Photography, video, and sound installation are combined by noted Minnesota-based artist Melissa Borman in her engaging, immersive, and poignant presentation about the importance of breathing in our lives.

Breathing is an indicator of one’s current embodied condition and is a fundamental human function that we often take for granted. The act of taking a breath; of inhaling and exhaling is more than functional. It is also a powerful metaphor for life and death. Breathing is often automatic, so when it is inhibited or strained it becomes a conscious act and makes us acutely aware of our existence and interdependence on the environment around us. Embracing these concepts, Borman created a new body of work that envelopes the gallery space. For the artist, breathing is a personal and vulnerable expression of memory, grief, loss, and resilience.

The exhibition is presented as several interwoven sections—video, sound, photography, and a public reading area—creating a multi-sensory, temporal experience. A multi-channel immersive sound work envelopes the viewer through delicate audio and the large, nuanced narrative of the projection draws one into the space. The reading area includes an additional sound work (on headphones) and several publications, which underscore Borman’s research-based practice.

Six large photographs offer quiet moments of reflection amid the immersive soundscape. The artist explains the nuanced interplay between the photographs and immersive space. “Titled Broken Hart, Bed, Page, Next, Black Dog, and Rest, each image distills themes of loss, grief, rest, and resilience into a single, contemplative frame. Dead wasps rest on a floral plate, a bird lies motionless on a patterned pillowcase, a fragile deer figurine bears the weight of its broken antlers—each subject a meditation on absence and memory. These photographs function as visual breaths, punctuating the intangible flow of sound with grounded, tangible echoes of mortality. As the sonic composition Song highlights the negative space of the voice, these images trace the fragile line between presence and absence, inviting viewers to pause and consider the weight of what remains.” – Melissa Borman

Curated by Dr.
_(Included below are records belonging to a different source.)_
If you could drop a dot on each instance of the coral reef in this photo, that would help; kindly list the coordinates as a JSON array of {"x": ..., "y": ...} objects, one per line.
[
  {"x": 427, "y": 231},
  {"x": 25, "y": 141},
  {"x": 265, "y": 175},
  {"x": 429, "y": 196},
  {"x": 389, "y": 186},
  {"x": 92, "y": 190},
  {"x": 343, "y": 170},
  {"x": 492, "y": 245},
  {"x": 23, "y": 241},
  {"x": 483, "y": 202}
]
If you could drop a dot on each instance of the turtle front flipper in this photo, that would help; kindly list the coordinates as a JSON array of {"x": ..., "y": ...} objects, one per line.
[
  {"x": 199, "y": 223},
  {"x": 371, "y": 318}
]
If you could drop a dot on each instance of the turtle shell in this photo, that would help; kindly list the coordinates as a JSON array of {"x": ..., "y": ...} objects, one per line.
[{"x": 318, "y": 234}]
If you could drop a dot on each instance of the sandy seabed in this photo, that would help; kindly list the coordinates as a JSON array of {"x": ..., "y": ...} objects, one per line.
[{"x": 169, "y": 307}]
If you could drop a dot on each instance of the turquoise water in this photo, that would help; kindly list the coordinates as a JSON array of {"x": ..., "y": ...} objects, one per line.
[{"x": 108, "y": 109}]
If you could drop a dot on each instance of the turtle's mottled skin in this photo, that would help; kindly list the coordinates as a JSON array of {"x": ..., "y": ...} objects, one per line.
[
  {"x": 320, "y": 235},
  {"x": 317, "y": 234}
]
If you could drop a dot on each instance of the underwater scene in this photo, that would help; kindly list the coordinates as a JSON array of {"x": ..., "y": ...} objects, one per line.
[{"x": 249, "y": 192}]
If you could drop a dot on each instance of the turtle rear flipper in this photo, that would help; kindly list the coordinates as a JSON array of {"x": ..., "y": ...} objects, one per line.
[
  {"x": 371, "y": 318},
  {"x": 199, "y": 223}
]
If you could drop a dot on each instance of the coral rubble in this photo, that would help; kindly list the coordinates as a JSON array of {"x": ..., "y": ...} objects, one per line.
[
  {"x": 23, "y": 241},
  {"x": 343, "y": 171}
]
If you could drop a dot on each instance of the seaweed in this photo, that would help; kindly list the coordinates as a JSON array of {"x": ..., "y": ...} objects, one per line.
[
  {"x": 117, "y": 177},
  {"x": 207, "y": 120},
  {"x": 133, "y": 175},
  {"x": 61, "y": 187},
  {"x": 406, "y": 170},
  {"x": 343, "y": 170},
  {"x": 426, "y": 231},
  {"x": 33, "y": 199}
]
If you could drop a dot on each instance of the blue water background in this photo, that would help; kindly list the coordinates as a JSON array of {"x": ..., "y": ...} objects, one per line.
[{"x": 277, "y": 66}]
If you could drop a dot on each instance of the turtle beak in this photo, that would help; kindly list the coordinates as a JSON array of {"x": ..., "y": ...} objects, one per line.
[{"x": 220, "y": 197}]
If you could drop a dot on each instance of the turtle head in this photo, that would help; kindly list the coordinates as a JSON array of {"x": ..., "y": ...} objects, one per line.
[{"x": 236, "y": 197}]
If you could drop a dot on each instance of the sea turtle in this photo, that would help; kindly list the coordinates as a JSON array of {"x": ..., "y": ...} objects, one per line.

Megan Arney Johnston, the approach was to work closely with the artist to create a new body of work and facilitating new avenues of making. The aim was to curate a space that envelopes the viewer in time with emotive sounds and visual experiences. The curation was cognizant of aesthetics and how the work is integrated and responds to space, place, and people.

Johnston adds: “The act of breathing is a rhythmic touchpoint to the world and to others. In this way it is a somatic experience. Borman also offers the viewer an emotive experience. The new body of work is an exchange, a moment of intimacy, a conduit for acceptance and offering up, and a possible site of physical and psychological communication. This creative inquiry reflects artistic vulnerability, a conceptual sophistication, and a highly technical process.”

The exhibit opens with a reception from 5:00 to 7:30 p.m. on Thursday, April 17. The show will continue through June 21. Gallery hours are 1 to 7 p.m., Monday through Thursday and Saturday 11am – 5pm. The gallery is located on the first floor of the Library and Learning Center, 645 East Seventh Street, at the university’s Saint Paul Campus.